Up to this point, we've been mostly content finding things out about a single file at a time. But what we have more than one file we need to know about? What if we have hundreds?

Let's start with two files, the 1596 Faerie Queene and the 1674 Paradise Lost.

To open multiple files, we'll need another module called "glob," which is short for global.

In [23]:
import glob

# glob has a method called glob that lets us get a bunch of file paths at once
# It's redunantly written: glob.glob()
# glob.glob can use asterisk wildcards, which is very convenient.
# To get all of the text files in a directory, we could type glob.glob('*.txt')
# In this case, we want all the csv files we have:

filenames = glob.glob("data/*.csv")
print(filenames)

['data/paradiselost.csv', 'data/fq1596.csv']

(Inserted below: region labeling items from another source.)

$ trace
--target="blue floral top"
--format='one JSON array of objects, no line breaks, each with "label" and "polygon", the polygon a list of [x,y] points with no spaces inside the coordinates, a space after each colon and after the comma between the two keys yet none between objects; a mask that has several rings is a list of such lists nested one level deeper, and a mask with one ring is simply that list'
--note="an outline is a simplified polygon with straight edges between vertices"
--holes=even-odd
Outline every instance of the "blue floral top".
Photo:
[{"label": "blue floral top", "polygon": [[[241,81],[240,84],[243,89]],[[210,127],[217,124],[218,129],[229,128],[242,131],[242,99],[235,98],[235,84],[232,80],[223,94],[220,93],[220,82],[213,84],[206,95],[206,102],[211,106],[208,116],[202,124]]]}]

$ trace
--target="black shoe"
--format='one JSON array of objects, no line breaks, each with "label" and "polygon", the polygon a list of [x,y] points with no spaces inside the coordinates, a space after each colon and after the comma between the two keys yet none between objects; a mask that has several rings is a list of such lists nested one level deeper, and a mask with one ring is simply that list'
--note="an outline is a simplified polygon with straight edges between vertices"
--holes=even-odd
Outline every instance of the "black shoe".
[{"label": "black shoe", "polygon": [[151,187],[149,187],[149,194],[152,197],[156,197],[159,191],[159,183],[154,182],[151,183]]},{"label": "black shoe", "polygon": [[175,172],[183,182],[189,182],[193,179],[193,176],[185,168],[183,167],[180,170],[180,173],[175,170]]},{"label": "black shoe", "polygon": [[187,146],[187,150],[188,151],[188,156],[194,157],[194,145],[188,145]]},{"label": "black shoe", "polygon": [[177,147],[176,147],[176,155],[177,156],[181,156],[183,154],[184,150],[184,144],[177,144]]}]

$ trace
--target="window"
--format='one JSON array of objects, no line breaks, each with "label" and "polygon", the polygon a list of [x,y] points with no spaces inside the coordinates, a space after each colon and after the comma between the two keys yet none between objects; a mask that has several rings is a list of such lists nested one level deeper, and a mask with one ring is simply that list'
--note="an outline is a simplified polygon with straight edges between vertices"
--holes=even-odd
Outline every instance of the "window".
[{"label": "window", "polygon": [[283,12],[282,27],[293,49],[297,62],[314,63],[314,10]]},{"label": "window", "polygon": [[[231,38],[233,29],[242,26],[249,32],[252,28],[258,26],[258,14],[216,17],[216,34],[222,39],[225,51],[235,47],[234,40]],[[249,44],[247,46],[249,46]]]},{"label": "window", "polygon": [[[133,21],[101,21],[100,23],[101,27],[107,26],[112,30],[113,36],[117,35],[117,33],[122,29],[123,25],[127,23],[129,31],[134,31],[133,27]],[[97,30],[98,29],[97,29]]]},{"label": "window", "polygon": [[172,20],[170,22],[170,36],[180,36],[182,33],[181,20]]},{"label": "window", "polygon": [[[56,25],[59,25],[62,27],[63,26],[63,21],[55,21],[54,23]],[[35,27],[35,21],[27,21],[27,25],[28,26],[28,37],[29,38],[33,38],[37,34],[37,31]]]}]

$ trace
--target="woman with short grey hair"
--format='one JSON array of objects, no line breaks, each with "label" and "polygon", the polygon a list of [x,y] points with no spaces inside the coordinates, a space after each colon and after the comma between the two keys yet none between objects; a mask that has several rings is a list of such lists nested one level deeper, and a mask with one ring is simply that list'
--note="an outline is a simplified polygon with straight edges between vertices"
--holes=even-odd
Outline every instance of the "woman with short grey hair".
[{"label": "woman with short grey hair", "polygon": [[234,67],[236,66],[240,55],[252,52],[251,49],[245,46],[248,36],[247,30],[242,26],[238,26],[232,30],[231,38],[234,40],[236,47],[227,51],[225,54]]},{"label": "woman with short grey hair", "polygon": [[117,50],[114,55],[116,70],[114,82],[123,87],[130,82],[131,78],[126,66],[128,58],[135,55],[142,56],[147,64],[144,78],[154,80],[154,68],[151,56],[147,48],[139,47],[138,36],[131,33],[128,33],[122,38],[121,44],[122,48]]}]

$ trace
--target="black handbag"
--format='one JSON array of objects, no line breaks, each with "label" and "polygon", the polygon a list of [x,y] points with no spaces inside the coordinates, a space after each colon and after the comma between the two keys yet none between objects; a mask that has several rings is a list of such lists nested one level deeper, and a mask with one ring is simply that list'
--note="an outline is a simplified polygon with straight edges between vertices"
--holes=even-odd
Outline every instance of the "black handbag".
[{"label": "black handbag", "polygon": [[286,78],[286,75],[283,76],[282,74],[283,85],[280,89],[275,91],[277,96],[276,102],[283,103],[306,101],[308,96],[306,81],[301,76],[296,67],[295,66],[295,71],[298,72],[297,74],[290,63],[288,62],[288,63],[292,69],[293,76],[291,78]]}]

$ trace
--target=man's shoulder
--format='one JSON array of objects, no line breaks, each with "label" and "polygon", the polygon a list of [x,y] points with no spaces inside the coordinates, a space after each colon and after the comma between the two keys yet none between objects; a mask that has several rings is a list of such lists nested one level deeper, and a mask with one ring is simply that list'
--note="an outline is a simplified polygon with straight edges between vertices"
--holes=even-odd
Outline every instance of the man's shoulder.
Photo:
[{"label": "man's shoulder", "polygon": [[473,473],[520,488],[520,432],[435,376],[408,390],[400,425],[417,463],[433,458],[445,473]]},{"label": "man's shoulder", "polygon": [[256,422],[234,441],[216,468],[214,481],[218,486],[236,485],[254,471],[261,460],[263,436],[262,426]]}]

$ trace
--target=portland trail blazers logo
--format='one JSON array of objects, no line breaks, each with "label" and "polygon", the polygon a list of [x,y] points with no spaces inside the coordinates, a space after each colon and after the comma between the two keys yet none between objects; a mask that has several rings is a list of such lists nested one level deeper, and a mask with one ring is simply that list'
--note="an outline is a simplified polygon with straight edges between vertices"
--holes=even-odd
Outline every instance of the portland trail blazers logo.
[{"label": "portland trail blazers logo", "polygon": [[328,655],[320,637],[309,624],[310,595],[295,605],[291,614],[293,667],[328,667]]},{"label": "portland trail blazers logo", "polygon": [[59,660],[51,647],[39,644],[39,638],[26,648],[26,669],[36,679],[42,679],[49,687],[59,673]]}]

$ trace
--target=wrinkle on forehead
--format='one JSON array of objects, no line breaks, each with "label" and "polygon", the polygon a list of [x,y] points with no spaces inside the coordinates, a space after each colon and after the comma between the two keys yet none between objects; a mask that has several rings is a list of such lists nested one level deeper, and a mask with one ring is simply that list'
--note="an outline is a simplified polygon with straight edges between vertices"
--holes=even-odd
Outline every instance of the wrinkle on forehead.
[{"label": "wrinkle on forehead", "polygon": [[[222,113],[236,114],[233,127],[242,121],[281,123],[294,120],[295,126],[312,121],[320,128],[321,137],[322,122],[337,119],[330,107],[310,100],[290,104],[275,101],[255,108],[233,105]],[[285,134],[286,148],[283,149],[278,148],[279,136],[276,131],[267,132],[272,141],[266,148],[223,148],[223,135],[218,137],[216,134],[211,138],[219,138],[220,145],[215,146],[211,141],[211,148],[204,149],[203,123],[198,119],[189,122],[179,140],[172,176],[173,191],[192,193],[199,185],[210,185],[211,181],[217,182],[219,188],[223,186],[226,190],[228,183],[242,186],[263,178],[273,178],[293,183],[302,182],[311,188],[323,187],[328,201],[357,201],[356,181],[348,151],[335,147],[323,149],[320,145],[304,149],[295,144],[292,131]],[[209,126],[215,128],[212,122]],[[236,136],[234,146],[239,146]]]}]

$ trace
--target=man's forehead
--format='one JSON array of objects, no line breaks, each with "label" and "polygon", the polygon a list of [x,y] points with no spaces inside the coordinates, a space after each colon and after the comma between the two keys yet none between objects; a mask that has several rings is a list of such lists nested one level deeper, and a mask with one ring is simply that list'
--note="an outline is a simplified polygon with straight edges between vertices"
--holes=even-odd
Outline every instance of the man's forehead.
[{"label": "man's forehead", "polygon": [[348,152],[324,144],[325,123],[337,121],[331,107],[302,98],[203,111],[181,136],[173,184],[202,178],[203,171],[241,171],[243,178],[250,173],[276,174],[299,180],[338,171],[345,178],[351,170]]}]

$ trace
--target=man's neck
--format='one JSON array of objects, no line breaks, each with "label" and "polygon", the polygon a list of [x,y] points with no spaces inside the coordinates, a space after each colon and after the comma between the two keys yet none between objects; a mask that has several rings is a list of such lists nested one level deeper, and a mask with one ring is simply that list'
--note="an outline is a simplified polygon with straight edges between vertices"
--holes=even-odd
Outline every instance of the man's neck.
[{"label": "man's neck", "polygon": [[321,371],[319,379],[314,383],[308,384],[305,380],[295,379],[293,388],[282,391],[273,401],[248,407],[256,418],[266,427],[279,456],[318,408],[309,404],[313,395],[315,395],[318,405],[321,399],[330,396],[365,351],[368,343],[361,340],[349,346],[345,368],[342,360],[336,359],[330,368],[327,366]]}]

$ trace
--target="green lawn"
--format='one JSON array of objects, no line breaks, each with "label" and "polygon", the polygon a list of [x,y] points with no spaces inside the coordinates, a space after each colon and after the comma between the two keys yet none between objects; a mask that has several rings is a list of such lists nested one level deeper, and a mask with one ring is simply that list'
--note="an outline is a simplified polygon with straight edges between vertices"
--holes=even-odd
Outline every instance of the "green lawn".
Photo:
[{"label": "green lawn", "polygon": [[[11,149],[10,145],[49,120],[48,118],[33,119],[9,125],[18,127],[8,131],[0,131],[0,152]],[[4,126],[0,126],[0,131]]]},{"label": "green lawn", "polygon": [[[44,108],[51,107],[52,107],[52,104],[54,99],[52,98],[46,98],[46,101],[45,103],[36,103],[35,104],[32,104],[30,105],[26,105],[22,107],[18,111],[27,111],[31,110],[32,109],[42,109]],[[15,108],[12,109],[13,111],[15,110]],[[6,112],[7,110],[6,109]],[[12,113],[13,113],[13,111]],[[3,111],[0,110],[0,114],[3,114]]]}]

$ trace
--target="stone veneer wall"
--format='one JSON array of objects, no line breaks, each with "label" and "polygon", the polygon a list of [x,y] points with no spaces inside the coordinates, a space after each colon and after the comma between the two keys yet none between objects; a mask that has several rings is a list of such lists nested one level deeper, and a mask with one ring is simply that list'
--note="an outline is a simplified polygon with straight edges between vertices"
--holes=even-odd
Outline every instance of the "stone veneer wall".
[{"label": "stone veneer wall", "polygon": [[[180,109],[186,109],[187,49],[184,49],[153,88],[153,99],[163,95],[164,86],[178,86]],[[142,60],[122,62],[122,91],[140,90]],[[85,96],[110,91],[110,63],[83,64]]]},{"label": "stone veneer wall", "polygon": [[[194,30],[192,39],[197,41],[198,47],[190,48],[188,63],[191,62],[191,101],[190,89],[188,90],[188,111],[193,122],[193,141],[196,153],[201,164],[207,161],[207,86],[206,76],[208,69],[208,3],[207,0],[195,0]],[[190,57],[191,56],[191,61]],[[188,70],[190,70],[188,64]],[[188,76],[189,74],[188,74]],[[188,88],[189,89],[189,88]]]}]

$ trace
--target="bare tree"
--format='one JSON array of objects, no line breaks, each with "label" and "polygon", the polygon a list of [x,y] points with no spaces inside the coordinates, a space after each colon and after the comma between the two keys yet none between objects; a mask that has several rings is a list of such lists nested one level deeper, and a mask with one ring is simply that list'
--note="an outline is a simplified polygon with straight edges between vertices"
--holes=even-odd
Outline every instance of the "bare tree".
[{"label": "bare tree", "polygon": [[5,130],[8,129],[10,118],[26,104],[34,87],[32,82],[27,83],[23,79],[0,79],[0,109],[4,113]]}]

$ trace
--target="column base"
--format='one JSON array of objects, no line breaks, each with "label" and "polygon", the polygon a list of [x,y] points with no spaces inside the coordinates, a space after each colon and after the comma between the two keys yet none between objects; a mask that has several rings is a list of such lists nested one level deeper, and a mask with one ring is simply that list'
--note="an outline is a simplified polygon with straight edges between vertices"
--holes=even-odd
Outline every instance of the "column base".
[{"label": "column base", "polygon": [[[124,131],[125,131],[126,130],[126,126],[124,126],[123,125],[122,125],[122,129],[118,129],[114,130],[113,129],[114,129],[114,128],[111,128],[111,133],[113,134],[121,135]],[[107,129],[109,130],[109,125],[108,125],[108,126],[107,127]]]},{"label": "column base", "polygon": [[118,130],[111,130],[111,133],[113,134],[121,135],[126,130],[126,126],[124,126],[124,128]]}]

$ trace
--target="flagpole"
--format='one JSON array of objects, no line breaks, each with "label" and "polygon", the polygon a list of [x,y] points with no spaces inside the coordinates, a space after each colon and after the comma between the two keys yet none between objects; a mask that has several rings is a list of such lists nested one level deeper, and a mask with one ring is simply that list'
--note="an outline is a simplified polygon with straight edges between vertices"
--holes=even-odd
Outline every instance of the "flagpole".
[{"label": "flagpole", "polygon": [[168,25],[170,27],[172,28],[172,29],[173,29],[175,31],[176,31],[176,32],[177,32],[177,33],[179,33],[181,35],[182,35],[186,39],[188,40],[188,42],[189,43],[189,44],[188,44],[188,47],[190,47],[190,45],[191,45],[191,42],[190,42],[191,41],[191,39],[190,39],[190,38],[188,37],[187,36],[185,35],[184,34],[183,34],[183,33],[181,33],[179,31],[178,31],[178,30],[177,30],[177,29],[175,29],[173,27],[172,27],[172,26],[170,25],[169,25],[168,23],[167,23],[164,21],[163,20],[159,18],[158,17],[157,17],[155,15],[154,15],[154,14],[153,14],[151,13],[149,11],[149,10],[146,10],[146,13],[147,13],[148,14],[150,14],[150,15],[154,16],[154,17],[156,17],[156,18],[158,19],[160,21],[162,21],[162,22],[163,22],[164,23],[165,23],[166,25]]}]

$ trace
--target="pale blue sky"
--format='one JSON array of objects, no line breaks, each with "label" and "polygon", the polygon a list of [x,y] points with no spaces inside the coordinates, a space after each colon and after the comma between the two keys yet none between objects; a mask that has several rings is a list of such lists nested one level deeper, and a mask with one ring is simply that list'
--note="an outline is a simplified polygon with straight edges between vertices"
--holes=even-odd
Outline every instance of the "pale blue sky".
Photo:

### Note that this didn't open the files, it just gave us a list of filenames

To open the files, we need to make a loop:

In [24]:
for filename in filenames: # Loop through the filenames
    with open(filename, 'r') as newfile: # Open each file
        column_names = ["token", "original_spelling", "pos", "regularized", "lemma", "sentence_boundary"] # Define column names (we could do this outside the loop)
        reader = csv.DictReader(newfile, delimiter="\t", fieldnames=column_names) # Read each file
        words = [word for word in reader] # Create stable list
    lemmas = [word["lemma"] for word in words if word["lemma"] not in punct] # Get non-punct lemmas
    counted_lemmas = Counter(lemmas) # Count lemmas
    print(counted_lemmas)

Counter({'and': 3527, 'the': 3241, 'to': 2361, 'of': 2189, 'in': 1433, 'his': 1239, 'with': 1196, 'be': 1092, 'he': 974, 'i': 905, 'thou': 822, 'that': 732, 'or': 726, 'all': 709, 'from': 696, 'they': 662, 'not': 648, 'who': 629, 'their': 623, 'a': 611, 'but': 610, 'as': 573, 'on': 551, 'by': 549, 'have': 534, 'for': 484, 'thy': 482, 'heaven': 451, 'this': 424, 'what': 408, 'shall': 396, 'so': 395, 'we': 379, 'now': 334, 'which': 321, 'thus': 320, 'at': 294, 'my': 291, 'our': 288, 'then': 288, 'her': 280, 'will': 263, 'man': 253, 'God': 253, 'more': 241, 'yet': 239, 'can': 235, 'may': 227, 'when': 226, 'earth': 220, 'though': 220, 'nor': 212, 'high': 205, 'no': 196, 'first': 189, 'know': 179, 'see': 178, 'if': 178, 'where': 174, 'such': 173, 'she': 173, 'stand': 167, 'it': 166, 'find': 165, 'how': 158, 'day': 156, 'these': 153, 'great': 149, 'through': 146, 'one': 145, 'other': 144, 'son': 140, 'while': 136, 'come': 136, 'death': 132, 'world': 129, 'fall': 129, 'till': 128, 'power': 12



## That gave us two separate dictionaries of counts

### But it would be nice to see the counts in PL and FQ, side by side

How can we put them together?

In [25]:
# Let's do our loop again, but keep track of everything in a dictionary

counts_by_text = {}

for filename in filenames: # Loop through the filenames
    with open(filename, 'r') as newfile: # Open each file
        column_names = ["token", "original_spelling", "pos", "regularized", "lemma", "sentence_boundary"] # Define column names (we could do this outside the loop)
        reader = csv.DictReader(newfile, delimiter="\t", fieldnames=column_names) # Read each file
        words = [word for word in reader] # Create stable list
    lemmas = [word["lemma"] for word in words if word["lemma"] not in punct] # Get non-punct lemmas
    counted_lemmas = Counter(lemmas) # Count lemmas
    counts_by_text[filename] = counted_lemmas
    
print(counts_by_text)



## Now we're keeping track of everything, but we really want a new CSV file

### It should have three columns: a word, its count in FQ, its count in PL

To write a new CSV, we need to turn our nested dictionaries into a list of lists.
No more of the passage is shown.